Compound x-ray refractive lenses made of polyimide

Theoretical considerations of the parameters that enable the construction of compound refractive lenses are treated in this writing. The best performing compound refractive lenses (CRLs) that have been constructed to date were made by Adelphi Technology Inc. stacking individual paraboloidal lenses made of polyimide (Kapton(R)). Polyimide lenses are capable of focusing photon with energies between 4 keV and 60 keV with focal lengths below 60 cm. They are not affected much by small misalignment of the individual lenses. Surface finish is less stringent than for visible light lenses. The increase in intensity in the image plane relative to the intensity that would have been obtained without a lens or gain measured at the experimental station of a bend magnet beam line was found to be 5.5 at 9 keV x-rays with transmission of 10% at that same energy. The measured values were in good agreement with the theoretical predictions at all wavelengths tested. Because of smaller source sizes and more collimated beams the gain of Kapton(R) CRLs scales about three orders of magnitude higher on undulator beam lines at third generation x-ray sources compared to the results obtained at the bending magnet x-ray source, with dimensions 445 mum by 1700 mum placed at 16m from the lens, used in this work.
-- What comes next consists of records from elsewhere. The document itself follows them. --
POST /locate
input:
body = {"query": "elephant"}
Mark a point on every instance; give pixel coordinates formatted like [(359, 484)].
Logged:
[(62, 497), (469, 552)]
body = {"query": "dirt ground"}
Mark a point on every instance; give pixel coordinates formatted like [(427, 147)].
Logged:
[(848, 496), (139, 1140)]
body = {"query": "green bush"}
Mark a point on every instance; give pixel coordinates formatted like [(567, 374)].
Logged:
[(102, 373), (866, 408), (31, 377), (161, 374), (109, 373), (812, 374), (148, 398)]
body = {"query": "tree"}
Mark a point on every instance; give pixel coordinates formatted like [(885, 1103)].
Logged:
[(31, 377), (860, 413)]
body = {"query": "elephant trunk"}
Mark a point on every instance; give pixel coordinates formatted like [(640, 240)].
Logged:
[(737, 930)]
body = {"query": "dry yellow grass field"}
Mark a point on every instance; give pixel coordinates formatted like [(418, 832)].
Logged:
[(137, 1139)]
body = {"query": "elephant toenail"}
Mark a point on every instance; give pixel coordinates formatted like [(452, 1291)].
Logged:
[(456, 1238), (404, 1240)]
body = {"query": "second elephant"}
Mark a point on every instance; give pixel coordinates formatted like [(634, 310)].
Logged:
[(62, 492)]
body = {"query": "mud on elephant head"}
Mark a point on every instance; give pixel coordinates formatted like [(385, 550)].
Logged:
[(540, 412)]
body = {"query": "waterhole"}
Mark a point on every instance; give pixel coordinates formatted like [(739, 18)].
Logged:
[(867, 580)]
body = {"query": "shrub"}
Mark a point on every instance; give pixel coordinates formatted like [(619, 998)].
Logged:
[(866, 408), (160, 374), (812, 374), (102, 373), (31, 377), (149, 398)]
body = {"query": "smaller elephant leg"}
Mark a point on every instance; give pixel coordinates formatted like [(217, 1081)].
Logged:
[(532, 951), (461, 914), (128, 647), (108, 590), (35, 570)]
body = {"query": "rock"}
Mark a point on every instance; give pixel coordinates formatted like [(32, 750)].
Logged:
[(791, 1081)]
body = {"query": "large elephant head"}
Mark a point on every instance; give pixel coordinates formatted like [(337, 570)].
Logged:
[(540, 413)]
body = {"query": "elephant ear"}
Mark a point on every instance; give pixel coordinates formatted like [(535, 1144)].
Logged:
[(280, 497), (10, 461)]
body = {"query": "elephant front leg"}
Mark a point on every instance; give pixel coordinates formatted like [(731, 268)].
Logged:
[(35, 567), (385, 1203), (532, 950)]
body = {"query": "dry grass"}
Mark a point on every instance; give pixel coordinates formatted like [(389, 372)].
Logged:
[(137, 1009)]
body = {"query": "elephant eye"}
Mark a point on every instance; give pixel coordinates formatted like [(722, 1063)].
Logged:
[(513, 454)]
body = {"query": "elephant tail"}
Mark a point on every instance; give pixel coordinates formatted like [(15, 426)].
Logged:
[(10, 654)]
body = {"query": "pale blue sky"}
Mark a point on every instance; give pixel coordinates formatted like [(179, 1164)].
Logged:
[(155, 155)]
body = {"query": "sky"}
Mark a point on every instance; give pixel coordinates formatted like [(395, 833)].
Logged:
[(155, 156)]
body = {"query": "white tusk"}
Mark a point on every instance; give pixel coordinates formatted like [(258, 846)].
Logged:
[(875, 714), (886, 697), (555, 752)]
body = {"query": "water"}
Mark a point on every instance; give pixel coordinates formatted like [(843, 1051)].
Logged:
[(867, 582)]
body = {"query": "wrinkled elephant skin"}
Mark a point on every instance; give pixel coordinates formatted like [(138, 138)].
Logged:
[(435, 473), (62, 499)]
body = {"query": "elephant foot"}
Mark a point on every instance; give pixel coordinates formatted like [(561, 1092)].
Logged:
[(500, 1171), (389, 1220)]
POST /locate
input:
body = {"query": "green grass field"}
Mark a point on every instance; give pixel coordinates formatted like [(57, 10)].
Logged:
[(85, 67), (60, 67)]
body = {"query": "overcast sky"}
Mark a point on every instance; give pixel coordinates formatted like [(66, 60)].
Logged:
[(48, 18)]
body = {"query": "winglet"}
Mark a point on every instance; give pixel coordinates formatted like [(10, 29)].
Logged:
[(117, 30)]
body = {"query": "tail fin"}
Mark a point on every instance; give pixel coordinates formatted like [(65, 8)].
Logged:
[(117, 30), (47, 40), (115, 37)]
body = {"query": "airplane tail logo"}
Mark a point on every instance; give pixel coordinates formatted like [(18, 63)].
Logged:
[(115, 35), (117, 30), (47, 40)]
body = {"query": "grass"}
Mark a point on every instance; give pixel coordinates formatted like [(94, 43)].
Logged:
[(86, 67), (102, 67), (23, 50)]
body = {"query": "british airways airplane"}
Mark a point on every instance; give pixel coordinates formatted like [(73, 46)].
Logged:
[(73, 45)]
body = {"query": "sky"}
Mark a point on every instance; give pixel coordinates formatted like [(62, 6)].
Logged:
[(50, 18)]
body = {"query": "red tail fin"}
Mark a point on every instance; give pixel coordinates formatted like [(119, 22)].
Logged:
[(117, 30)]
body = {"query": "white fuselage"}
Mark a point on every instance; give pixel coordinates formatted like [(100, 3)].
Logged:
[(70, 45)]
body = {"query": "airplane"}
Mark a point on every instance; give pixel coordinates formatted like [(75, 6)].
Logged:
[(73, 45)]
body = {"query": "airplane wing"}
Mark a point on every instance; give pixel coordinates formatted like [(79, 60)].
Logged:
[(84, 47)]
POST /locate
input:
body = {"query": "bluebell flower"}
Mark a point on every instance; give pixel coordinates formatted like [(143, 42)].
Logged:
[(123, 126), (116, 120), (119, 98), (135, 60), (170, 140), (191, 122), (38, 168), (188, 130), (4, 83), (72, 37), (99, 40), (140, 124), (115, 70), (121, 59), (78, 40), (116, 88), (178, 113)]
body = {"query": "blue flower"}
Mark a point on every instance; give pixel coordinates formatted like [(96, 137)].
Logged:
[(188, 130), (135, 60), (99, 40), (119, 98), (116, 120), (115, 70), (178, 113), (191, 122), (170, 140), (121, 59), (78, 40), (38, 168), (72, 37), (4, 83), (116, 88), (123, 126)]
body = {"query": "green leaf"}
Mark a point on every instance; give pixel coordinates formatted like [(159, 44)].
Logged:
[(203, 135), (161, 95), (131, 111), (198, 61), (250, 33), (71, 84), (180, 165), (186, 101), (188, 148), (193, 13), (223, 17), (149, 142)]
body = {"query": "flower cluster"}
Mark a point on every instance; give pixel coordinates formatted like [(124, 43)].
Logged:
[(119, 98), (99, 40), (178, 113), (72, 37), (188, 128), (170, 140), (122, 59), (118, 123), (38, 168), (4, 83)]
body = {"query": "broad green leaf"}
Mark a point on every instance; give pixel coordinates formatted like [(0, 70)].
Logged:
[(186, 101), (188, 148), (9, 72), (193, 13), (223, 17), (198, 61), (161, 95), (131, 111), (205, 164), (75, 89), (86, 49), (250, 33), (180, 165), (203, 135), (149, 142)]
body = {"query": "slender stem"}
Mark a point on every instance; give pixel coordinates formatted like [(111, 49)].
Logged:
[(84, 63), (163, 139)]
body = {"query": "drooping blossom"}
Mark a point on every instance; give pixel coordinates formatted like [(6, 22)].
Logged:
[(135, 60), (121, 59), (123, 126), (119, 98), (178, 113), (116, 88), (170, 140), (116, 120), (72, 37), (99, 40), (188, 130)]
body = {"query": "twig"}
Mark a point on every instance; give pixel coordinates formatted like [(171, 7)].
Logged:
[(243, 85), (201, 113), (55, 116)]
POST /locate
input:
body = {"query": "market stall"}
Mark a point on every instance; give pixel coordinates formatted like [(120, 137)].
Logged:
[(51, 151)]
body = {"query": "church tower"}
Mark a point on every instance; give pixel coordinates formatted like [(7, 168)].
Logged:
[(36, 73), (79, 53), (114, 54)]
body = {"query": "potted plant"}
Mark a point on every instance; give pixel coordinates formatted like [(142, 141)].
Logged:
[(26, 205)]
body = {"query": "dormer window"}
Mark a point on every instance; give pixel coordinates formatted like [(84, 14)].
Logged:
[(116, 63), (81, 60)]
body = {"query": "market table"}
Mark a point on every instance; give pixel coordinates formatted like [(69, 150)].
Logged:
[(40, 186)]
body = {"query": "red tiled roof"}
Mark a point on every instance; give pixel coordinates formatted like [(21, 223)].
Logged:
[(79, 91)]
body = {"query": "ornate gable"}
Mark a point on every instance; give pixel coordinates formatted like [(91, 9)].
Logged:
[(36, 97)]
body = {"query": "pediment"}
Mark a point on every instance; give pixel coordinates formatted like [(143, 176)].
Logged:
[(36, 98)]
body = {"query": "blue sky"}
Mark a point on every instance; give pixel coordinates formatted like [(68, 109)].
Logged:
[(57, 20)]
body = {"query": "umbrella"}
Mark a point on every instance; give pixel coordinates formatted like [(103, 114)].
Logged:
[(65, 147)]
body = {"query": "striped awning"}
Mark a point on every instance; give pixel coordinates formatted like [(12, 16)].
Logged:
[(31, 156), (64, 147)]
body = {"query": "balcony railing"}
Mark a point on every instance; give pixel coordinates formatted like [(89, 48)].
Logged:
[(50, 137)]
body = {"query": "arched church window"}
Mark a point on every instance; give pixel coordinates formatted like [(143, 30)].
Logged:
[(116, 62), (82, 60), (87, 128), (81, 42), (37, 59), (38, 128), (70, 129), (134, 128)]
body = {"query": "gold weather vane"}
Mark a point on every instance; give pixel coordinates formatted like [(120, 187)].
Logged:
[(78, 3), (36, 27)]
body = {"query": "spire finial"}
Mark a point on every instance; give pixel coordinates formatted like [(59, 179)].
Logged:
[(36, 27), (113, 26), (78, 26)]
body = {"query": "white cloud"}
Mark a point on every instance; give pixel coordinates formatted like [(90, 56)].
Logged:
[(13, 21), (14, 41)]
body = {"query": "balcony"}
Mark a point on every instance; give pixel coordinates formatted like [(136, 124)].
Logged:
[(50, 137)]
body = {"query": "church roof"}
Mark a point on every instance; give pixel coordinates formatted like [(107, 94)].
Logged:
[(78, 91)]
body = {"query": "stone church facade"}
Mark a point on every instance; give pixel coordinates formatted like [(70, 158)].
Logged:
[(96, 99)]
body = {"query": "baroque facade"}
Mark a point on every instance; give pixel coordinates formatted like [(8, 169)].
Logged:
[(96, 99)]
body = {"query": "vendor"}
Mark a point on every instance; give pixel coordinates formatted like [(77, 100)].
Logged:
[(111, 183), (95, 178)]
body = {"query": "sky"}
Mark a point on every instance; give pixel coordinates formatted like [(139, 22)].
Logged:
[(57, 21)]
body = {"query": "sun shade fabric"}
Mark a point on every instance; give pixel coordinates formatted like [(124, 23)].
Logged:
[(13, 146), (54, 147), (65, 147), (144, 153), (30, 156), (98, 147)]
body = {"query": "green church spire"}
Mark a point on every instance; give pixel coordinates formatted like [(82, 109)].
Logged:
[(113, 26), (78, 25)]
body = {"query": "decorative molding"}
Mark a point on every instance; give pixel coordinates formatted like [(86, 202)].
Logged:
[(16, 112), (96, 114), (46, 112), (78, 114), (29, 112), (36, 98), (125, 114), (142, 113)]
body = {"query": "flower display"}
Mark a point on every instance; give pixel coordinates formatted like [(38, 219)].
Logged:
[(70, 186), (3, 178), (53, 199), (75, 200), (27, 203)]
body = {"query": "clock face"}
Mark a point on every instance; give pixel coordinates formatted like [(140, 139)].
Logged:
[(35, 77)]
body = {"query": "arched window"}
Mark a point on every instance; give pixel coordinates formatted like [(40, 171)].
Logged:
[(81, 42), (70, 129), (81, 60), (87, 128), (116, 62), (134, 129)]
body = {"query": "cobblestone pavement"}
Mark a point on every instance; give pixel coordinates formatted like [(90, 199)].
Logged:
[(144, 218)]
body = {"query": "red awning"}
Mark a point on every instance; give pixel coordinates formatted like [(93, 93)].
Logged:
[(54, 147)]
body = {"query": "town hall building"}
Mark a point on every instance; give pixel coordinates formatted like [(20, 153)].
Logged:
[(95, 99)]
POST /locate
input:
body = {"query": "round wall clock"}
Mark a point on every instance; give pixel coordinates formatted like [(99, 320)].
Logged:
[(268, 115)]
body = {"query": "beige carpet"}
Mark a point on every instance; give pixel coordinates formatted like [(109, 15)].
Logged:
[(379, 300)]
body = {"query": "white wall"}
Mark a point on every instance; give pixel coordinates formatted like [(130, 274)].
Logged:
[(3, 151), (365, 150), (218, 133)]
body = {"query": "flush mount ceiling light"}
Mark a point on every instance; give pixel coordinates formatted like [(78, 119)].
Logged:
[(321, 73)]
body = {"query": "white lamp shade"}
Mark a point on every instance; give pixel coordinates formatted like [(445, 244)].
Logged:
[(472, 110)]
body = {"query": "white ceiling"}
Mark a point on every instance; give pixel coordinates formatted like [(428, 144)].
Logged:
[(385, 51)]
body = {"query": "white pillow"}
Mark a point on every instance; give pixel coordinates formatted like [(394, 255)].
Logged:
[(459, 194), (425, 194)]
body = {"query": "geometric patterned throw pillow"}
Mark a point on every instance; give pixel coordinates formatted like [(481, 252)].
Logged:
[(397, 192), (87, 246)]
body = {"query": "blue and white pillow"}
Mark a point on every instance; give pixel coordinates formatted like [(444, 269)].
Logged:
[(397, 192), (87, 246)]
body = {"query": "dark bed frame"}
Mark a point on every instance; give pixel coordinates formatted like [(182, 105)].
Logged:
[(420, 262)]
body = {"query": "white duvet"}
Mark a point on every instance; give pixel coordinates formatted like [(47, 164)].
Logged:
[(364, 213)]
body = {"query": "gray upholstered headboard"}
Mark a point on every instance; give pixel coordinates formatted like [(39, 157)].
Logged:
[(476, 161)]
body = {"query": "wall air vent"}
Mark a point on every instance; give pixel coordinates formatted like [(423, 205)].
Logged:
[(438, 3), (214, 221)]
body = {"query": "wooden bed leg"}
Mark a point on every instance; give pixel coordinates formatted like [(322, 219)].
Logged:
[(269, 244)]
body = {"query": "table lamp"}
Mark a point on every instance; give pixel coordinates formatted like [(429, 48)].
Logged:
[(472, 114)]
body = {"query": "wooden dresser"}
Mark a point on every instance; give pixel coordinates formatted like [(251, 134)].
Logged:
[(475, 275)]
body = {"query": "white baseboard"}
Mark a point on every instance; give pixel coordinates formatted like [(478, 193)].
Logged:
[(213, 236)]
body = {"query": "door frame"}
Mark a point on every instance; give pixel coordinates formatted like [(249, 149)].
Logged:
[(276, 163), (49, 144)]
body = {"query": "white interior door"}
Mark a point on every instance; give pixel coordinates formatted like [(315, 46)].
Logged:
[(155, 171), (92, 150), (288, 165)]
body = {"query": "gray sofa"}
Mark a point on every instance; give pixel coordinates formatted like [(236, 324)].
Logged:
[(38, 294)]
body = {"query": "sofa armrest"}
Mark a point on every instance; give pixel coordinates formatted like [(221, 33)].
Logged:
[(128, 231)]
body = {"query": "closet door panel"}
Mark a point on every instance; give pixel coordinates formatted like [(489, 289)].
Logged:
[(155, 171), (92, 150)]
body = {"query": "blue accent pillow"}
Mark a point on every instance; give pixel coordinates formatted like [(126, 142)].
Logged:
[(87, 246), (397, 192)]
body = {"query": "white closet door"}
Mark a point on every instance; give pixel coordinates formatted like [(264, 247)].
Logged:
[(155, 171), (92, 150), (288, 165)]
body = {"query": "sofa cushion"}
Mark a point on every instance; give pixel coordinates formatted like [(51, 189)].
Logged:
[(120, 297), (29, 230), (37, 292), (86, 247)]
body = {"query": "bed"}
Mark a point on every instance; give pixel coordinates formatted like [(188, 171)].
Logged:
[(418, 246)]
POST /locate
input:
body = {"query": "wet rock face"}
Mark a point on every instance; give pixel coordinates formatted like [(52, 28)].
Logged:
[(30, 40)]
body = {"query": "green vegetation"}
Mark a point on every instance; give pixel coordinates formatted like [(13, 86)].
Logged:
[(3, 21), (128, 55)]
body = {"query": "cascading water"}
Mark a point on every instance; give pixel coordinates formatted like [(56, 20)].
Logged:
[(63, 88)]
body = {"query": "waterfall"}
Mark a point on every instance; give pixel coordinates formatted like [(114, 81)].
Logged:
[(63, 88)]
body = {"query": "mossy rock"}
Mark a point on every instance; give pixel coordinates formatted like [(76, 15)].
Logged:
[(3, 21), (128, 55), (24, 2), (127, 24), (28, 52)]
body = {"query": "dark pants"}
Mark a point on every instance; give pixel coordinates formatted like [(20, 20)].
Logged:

Even more dramatic gains of 10(6) will be obtained at coherenyt x-ray sources such as the LCLS. Gain and transmission of polyimide CRLs have been improved and their performance enhanced to surpass any CRLs previously developed and permitting focusing and imaging at lower energies. There is still much room for improvement of these lenses in all aspects of their development particularly increasing their aperture and transmission and improving their surface quality. Because of the source characteristics, synchrotron facilities in particular those with considerable production of coherent x-ray photons, will greatly benefit from the development of refractive lenses such as those being demonstrated in this writing.